I could tell that he was happy to see me. It had been almost three months since I had been home. I was one of those kids that went to college without a car. We left at first light and started driving up the hill. He told me about how well the dogs were chasing rabbits, and all the inside politics of the local beagle club. We went to a place where we had always gone, Gordon’s farm.
“You shoot this place out yet this year?” I asked.
“I haven’t hunted yet this season. Waiting for you. Working overtime.”
I had forgotten how much I missed that hound music over the previous few months. The first rabbit circled big, into the pines, and back. It paused along a fence row to look backwards, and I put it in the hunting vest with one shot.
“One circle?” my father yelled, “What are you going to do next, jump shoot them?”
“Let’s do a Bunny Fry Saturday night!” I yelled across the pasture, “But we will need more than one limit of four rabbits!” I heard him slam the action of his Ithaca pump. Dad just loaded his gun after one rabbit!
“I thought you only carried that to balance yourself on logs while crossing the creek!” I yelled. He laughed so hard I could hear it like he was next to me. He shot the next two rabbits. I got another one after that. He shot two more--both were long chases where I had repositioned myself because it never came near me. Both heard me and ran past my father, The Statue. He now had his limit.
He walked over to me. “Want me to put one of your rabbits in my vest?” I winked.
“I want you to learn to be still,” he said. “You should be able to get two more. Stay still, son. Statues shoot rabbits.” That was advice he had given me countless times.
“I will be back,” I said, “I am going off the farm and into the pines.”
“I will be listening to the dogs from the big log below the pasture.

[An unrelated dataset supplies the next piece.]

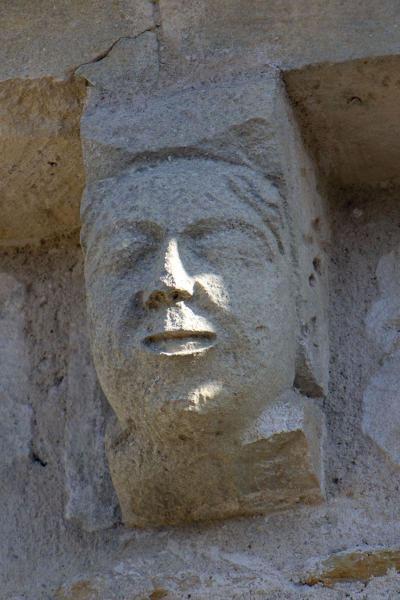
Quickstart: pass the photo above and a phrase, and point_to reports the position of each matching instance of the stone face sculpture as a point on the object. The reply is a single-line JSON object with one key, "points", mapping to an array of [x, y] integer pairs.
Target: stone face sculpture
{"points": [[192, 317]]}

“The woods rabbits ran big, but they also tended to be less tricky. My goal was to get in the pines where I could see down an entire row. The trees were sort of planted in straight lines. I missed one rabbit on two separate instances. Then it holed. The next rabbit fell after one circle. The fourth rabbit ran back to the farm. I walked down to the edge of the pines and stood. I saw dad walking around the groundhog strewn fence line, stomping his feet, to scare the rabbit away from the holes. I saw the dogs get close to dad, and then they were coming back at me. I got still and was looking into an opening when the rabbit emerged slightly to my left, a good follow through, and I got it. I leashed the dogs and headed back.

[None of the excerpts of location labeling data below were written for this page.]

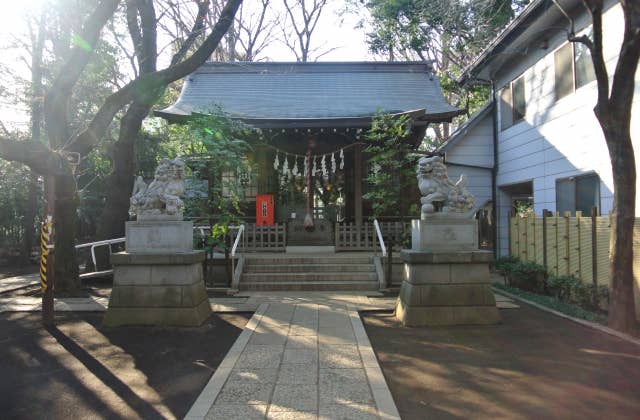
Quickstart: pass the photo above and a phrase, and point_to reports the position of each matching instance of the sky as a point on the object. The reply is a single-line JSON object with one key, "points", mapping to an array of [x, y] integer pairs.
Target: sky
{"points": [[333, 31]]}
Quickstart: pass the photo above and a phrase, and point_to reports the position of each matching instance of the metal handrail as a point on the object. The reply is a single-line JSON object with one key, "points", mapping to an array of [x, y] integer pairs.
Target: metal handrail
{"points": [[234, 248], [380, 238], [237, 241]]}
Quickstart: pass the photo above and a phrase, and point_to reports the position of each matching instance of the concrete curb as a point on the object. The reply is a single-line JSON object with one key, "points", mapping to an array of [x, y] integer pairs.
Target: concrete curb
{"points": [[379, 389], [207, 397], [583, 322]]}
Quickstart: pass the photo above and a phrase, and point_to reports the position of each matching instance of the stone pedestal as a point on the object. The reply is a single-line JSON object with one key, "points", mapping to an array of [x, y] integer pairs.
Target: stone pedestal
{"points": [[160, 284], [446, 278]]}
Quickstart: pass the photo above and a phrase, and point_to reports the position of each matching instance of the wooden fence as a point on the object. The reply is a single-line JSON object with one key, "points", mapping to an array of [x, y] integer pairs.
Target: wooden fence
{"points": [[263, 238], [567, 245]]}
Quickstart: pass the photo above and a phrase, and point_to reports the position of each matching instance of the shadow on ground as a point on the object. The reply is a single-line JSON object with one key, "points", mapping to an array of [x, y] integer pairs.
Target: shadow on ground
{"points": [[533, 365], [81, 370]]}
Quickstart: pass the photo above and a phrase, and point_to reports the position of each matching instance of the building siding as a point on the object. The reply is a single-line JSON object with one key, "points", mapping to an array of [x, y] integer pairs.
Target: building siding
{"points": [[557, 139]]}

“Thanks for the assist,” I said.
“You scared rabbits to me twice,” he said. We returned for Turkey, but we were both thinking about rabbits on Saturday night. Saturday came fast. “College boy, get me a rabbit leg!” and “College boy, grab me a beer!” was yelled by all the guys. I hunted one day of deer season, without luck, and went back to school. As it turns out, that would be my dad’s last Thanksgiving. He died the next August. I didn’t know the cancer was back, and neither did he. The doctors thought he had back pain from the arthritis that showed up on the X-rays better than the tumor did. Before he died he said, “Hey college boy, get a job better than mine. Don’t break your back for people that don’t care.”
He died at 64 years of age. He quit school at 16, worked for a year, then enlisted at 17 years of age to go to WWII. He returned to work almost 46 years for the same factory and never got to retire. Thanksgiving, for me, is bittersweet, laced with joyful nostalgia and overwhelming melancholy. He never got to see me finish college or seminary. I am not sure whatever happened to that Dutch oven, but I think I am going to buy a new one. I will invite some friends, cook some rabbits in the yard, and wonder what he would think if he knew I had beagles in the house. I can hear it now.
“College boy, why are them dogs in the house?”
“I get free rent but the bishop could move me and my wife anytime. I can’t move a kennel!”
“Well, I guess all that book learning never did give you common sense.”